Acredito que exista um consenso sobre como a memória afetiva, às vezes, nos prega algumas peças. No meu caso a culpa é da Sessão da tarde. Por incrível que pareça, ainda mais se considerarmos o padrão atual, houve um tempo em que ela era levada a sério pela Globo e bons filmes eram exibidos. Neste passado distante não me cansava de assistir às constantes reprises do meu, então, filme predileto: A fantástica fábrica de chocolate. Só que, conforme fui ficando metido a besta, comecei a também enxergar seus enormes defeitos: direção medíocre, visual tosco e momentos constrangedores (detesto a cena dos arrotos até hoje). Passou de predileto a ignorado.
Ainda no tempo do onça, a Globo costumava, na época das férias, substituir a Sessão da tarde pelo Festival Jerry Lewis, por quem eu tinha verdadeira adoração. Gostava de todos os seus filmes, menos de O professor aloprado, o que não deixa de ser irônico, afinal é considerado seu melhor trabalho (preciso revê-lo, portanto). Embora tenha deixado de lado a idolatria pelo Jerry Lewis - ninguém aguenta tanto histrionismo - ainda aprecio filmes como O meninão, Errado pra cachorro e O terror das mulheres, a cujo dvd não pude resistir. E não dá para não achar graça quando ele começa a gritar com aquela voz esganiçada: "Laaady! Hey, Laaady!".

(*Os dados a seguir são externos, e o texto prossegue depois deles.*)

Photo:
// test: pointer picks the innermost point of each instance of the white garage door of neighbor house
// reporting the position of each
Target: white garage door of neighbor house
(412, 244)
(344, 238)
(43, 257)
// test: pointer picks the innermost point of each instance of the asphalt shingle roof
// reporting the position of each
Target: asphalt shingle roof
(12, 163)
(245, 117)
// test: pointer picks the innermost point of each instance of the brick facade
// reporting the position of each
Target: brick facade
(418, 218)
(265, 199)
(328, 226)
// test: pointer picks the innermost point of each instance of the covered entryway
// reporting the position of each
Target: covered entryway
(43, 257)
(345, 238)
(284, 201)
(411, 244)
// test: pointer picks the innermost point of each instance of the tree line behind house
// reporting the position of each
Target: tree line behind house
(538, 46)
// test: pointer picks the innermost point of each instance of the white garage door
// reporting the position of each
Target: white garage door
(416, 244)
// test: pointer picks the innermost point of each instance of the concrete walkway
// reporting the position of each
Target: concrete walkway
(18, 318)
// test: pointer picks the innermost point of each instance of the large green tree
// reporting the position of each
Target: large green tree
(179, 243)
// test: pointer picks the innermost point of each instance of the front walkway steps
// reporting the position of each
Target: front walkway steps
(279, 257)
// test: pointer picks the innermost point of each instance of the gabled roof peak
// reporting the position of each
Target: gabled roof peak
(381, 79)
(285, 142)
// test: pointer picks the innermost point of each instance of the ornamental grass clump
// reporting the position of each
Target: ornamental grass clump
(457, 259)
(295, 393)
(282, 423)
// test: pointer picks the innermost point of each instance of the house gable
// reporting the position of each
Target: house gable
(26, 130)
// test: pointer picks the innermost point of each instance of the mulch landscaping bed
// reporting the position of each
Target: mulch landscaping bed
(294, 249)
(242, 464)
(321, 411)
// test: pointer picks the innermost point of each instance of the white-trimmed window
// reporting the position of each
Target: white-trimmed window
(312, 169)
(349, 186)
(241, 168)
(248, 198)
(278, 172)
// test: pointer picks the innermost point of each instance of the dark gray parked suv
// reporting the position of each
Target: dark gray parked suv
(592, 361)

Assassinato por morte, uma sátira aos detetives da literatura policial escrita pelo bamba Neil Simon, é outra obsessão que vem da mais tenra infância. Fazia séculos que não o assistia pela tv, e o dvd, um dos primeiros a sair por estas bandas, encontrava-se há tempos fora de catálogo. Mas para minha surpresa, sua distribuidora, num lampejo de lucidez, resolveu colocar uma nova tiragem no mercado, permitindo que minha sede de nostalgia fosse saciada. Confesso que após tantos anos de procura quase fui às lágrimas ao tê-lo, finalmente, em minhas mãos. Deste ponto em diante ficou evidente que o coitado do filme não teria como corresponder à imensa expectativa criada por mim. É uma boa diversão, o Peter Falk imita o Bogart com perfeição, o Peter Sellers está ótimo como Sidney Wang (clone do Charlie Chan), mas estas tentativas de regressão estão sempre condenadas ao fracasso. Talvez fosse mais saudável me contentar apenas com as lembranças, por mais traiçoeiras que elas possam vir a ser.